Jet Airways Ltd, India's top private carrier, said on Wednesday that it has no plans to cut jobs in drive to save costs and instead look to non-payroll areas to streamline operations. The Jet Airways clarified following reports by a section of the media that the company was considering cutting up to 10 percent of its workforce.
In view of spiralling operational costs and increase in fuel prices, Jet Airways is continually looking at several non-payroll areas at cutting costs, the firm said in an e-mail response to Reuters. Jet, which will report quarterly results on Friday, said in a statement that it sought to bring down costs through all possible measures but without bringing down its workforce.
Jet did not elaborate on the cost cutting initiatives, but has in the past said it plans to sell and lease back aircraft as well as cut interest costs by converting rupee loans into dollar debt.
Despite domestic passenger traffic growing at close to 19 percent in the first eight months of the year, most Indian carriers are loss-making and burdened with high debt incurred to finance expensive aircraft acquisitions.
The Centre for Asia Pacific Aviation (CAPA) has forecast a record $2.5-$3 billion loss for Indian airlines for the year ending March 2012, with state-run Air India alone likely to account for more than half of it.

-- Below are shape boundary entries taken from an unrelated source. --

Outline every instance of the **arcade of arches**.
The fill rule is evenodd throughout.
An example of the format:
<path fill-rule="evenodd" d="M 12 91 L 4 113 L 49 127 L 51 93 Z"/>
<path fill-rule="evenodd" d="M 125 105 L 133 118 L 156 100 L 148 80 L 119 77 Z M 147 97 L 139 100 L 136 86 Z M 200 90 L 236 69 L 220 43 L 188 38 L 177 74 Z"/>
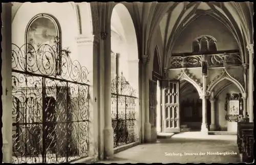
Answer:
<path fill-rule="evenodd" d="M 3 162 L 253 159 L 252 3 L 2 7 Z"/>

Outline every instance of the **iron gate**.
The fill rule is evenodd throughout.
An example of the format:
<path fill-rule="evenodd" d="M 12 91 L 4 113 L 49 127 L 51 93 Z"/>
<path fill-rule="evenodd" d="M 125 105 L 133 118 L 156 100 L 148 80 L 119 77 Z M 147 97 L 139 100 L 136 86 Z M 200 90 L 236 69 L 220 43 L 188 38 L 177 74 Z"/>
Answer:
<path fill-rule="evenodd" d="M 112 80 L 111 87 L 112 122 L 114 147 L 116 148 L 136 142 L 135 128 L 137 98 L 122 73 Z"/>
<path fill-rule="evenodd" d="M 61 163 L 88 156 L 88 70 L 58 38 L 12 45 L 12 162 Z"/>

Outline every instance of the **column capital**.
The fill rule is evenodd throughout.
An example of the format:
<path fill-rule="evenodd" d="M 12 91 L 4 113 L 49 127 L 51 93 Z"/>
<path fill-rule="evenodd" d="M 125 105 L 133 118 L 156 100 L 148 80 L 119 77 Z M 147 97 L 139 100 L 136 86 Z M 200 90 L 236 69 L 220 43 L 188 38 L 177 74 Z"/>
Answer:
<path fill-rule="evenodd" d="M 248 50 L 248 51 L 249 52 L 249 53 L 254 53 L 254 50 L 253 50 L 253 43 L 250 43 L 247 46 L 246 48 Z"/>
<path fill-rule="evenodd" d="M 147 55 L 143 55 L 142 57 L 142 62 L 145 64 L 147 64 L 150 62 L 150 59 L 148 56 Z"/>
<path fill-rule="evenodd" d="M 139 63 L 140 60 L 139 59 L 136 59 L 136 60 L 128 60 L 127 61 L 128 62 L 138 63 Z"/>

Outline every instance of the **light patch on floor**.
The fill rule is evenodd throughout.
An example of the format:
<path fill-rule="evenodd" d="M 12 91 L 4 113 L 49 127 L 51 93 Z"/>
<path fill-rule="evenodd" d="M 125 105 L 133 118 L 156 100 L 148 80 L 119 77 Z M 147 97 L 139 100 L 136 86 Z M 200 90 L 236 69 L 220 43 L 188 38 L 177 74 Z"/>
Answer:
<path fill-rule="evenodd" d="M 236 139 L 236 135 L 183 132 L 170 138 L 158 139 L 154 143 L 135 146 L 115 154 L 112 160 L 97 163 L 239 162 Z"/>

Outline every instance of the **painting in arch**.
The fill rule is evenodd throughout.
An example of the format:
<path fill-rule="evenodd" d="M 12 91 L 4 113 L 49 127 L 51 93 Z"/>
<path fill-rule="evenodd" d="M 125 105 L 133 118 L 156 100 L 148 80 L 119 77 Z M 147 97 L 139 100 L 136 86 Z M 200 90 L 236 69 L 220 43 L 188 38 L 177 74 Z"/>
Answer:
<path fill-rule="evenodd" d="M 55 41 L 60 43 L 59 31 L 56 22 L 49 15 L 41 14 L 32 19 L 26 34 L 28 71 L 55 75 L 60 48 L 55 46 Z"/>

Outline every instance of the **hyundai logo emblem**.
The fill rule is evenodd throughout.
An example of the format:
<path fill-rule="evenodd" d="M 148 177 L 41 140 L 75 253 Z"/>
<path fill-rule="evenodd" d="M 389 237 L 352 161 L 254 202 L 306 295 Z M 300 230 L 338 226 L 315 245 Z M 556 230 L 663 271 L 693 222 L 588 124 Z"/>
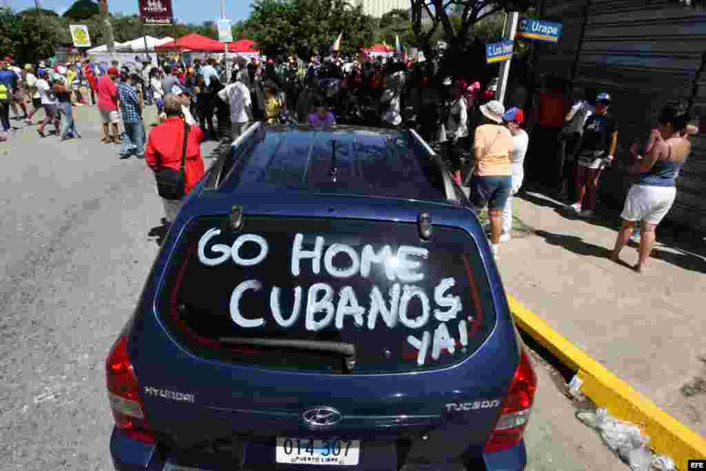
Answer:
<path fill-rule="evenodd" d="M 333 407 L 316 407 L 305 410 L 302 415 L 304 422 L 312 429 L 328 429 L 333 427 L 343 418 L 341 413 Z"/>

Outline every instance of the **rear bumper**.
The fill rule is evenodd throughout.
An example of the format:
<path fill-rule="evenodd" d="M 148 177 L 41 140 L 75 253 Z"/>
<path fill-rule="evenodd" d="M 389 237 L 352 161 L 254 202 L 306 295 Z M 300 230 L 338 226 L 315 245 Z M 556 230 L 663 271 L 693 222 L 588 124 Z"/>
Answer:
<path fill-rule="evenodd" d="M 117 429 L 110 436 L 110 455 L 116 471 L 162 471 L 164 463 L 155 460 L 157 446 L 129 438 Z"/>
<path fill-rule="evenodd" d="M 164 458 L 157 453 L 153 443 L 145 443 L 126 436 L 116 429 L 113 429 L 110 437 L 110 454 L 116 471 L 162 471 L 167 464 Z M 186 469 L 203 471 L 232 471 L 232 460 L 217 463 L 218 460 L 208 460 L 207 463 L 189 463 Z M 484 453 L 470 458 L 467 467 L 458 463 L 433 463 L 428 465 L 407 464 L 400 471 L 522 471 L 527 465 L 527 452 L 525 442 L 507 451 Z M 181 464 L 181 463 L 179 463 Z M 272 467 L 271 466 L 269 467 Z M 330 467 L 324 467 L 329 468 Z M 179 469 L 179 468 L 176 468 Z M 296 471 L 321 471 L 321 467 L 297 465 L 292 467 Z M 355 470 L 362 470 L 354 467 Z M 246 471 L 244 468 L 243 471 Z M 390 470 L 390 471 L 395 471 Z"/>

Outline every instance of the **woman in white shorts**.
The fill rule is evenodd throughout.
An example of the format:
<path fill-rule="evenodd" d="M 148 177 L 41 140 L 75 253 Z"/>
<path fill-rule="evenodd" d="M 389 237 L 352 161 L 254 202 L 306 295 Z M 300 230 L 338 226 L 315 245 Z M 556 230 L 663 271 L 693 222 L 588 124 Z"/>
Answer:
<path fill-rule="evenodd" d="M 510 160 L 513 162 L 513 189 L 503 210 L 503 233 L 500 236 L 501 242 L 507 242 L 513 229 L 513 196 L 520 191 L 525 179 L 525 155 L 530 145 L 530 136 L 520 127 L 525 121 L 525 112 L 520 108 L 515 107 L 508 109 L 503 115 L 503 120 L 513 135 L 513 150 L 510 151 Z"/>
<path fill-rule="evenodd" d="M 671 209 L 676 198 L 676 178 L 691 152 L 685 130 L 691 117 L 683 109 L 668 105 L 659 114 L 662 140 L 648 155 L 639 157 L 628 171 L 639 174 L 638 184 L 628 193 L 621 217 L 623 227 L 618 234 L 612 259 L 618 261 L 636 222 L 642 221 L 640 256 L 635 270 L 641 273 L 654 243 L 654 229 Z"/>

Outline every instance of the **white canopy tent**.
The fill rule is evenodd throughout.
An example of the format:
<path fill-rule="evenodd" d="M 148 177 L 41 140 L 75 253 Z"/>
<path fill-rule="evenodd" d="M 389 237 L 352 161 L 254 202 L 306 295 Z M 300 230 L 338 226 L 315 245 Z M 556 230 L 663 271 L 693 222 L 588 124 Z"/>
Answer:
<path fill-rule="evenodd" d="M 157 39 L 152 36 L 147 36 L 147 49 L 145 49 L 145 37 L 140 37 L 132 41 L 128 41 L 118 46 L 116 44 L 115 50 L 117 52 L 154 52 L 155 46 L 159 46 L 174 40 L 172 37 L 163 37 Z"/>
<path fill-rule="evenodd" d="M 115 43 L 115 48 L 117 49 L 122 44 L 119 42 Z M 108 44 L 103 44 L 102 46 L 98 46 L 97 47 L 94 47 L 93 49 L 90 49 L 87 51 L 88 54 L 105 54 L 108 52 Z"/>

Jet's rival Kingfisher Airlines, which has sought lenders' help to ease its debt burden, on Tuesday said it has cancelled or clubbed flights across some routes where demand has been slow.
Jet Airways shares, valued at $471.8 million, were trading up 1.5 percent at 271.5 rupees in a choppy Mumbai market. The stock has lost 65 percent of its value so far in 2011, compared with a 14.3 percent fall in the larger index.